The COVID-19 crisis has impacted ISRO more than any other major space agency. In 2020, US launch providers flew 44 missions with 40 successes. China flew 39 missions with four failures, while Russia had 17 successful launches without any failures. By comparison, India launched two successful missions in as many attempts. So far this year, the US and China have managed around 30 launches each. In February, India had performed one commercial mission successfully (PSLV-C51 carrying Amazonia-1 and 18 other satellites), however their recent GSLV-F10 mission was a failure.

Almost 70 to 80 percent of ISRO’s launch vehicle and satellite system manufacturing is performed by India’s private industry. However, frequent lockdowns caused by the pandemic has adversely impacted the functioning of various Indian private agencies undertaking these tasks. This is one of the reasons for the diminished ISRO launch schedule. Overall, it appears that ISRO has struggled to establish an effective alternative system to overcome COVID-19 challenges and continue with its launch schedule.

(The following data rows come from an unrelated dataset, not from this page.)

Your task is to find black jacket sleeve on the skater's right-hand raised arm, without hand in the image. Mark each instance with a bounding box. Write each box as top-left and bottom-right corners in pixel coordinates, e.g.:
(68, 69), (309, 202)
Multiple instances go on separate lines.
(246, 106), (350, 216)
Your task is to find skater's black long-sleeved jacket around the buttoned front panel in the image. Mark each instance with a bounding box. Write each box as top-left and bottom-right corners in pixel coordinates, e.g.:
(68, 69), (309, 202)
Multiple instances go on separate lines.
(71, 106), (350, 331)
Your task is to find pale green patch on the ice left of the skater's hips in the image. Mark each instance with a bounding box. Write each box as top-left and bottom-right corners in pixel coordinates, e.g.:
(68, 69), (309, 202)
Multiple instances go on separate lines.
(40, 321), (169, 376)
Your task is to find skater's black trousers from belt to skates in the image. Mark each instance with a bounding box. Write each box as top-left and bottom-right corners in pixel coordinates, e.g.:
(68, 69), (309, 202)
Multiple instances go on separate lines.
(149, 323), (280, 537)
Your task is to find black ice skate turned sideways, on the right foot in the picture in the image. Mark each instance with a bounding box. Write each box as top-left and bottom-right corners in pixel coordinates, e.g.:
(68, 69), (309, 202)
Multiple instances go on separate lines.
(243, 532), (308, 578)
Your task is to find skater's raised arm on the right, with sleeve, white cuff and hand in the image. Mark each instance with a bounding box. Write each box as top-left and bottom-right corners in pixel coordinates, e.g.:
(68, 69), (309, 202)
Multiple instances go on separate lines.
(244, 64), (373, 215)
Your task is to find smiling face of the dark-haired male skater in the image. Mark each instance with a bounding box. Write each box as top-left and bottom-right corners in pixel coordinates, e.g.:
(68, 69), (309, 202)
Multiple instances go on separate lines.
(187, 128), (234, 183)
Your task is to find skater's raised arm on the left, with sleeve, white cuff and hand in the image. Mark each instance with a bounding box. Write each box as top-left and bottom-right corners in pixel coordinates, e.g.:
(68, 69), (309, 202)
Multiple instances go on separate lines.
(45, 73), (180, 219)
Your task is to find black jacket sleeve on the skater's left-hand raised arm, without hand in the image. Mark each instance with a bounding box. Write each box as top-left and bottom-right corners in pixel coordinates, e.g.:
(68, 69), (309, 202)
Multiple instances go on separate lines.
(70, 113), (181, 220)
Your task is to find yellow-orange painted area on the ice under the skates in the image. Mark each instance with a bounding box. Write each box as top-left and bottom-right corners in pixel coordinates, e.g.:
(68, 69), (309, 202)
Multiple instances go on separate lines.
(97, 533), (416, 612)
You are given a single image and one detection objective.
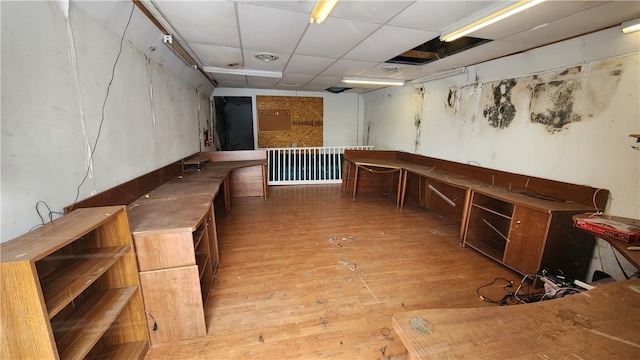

In 2020, countries like the US and China had also witnessed few failures. So, failures are a part of a game. But, when the agency like ISRO conducts only one or two missions in a year, as in 2020 and 2021, and if one of them also fails, then there should be more concerns. Is ISRO spreading itself too thin? Are they planning too many programs? The heart of any space program is a launch vehicle. If ISRO has to grow, then first they need to have a reliable heavy satellite launch vehicle in place; the rest can wait. Has the time come for ISRO to concentrate a major portion of its resources (including personnel) towards developing cryogenic and semi-cryogenic technology first? For years ISRO has done exceptionally well in some domains and have put major infrastructure in place. ISRO could be a “tiger of low Earth orbit,” but is that sufficient? Where do they stand in comparison with the best in the world? Today, India is just nowhere near to the capabilities of NASA, ESA, Russia, and China and even that of companies like SpaceX. ISRO needs to prioritize its agenda. The GSLV-F10 failure should be cause for introspection.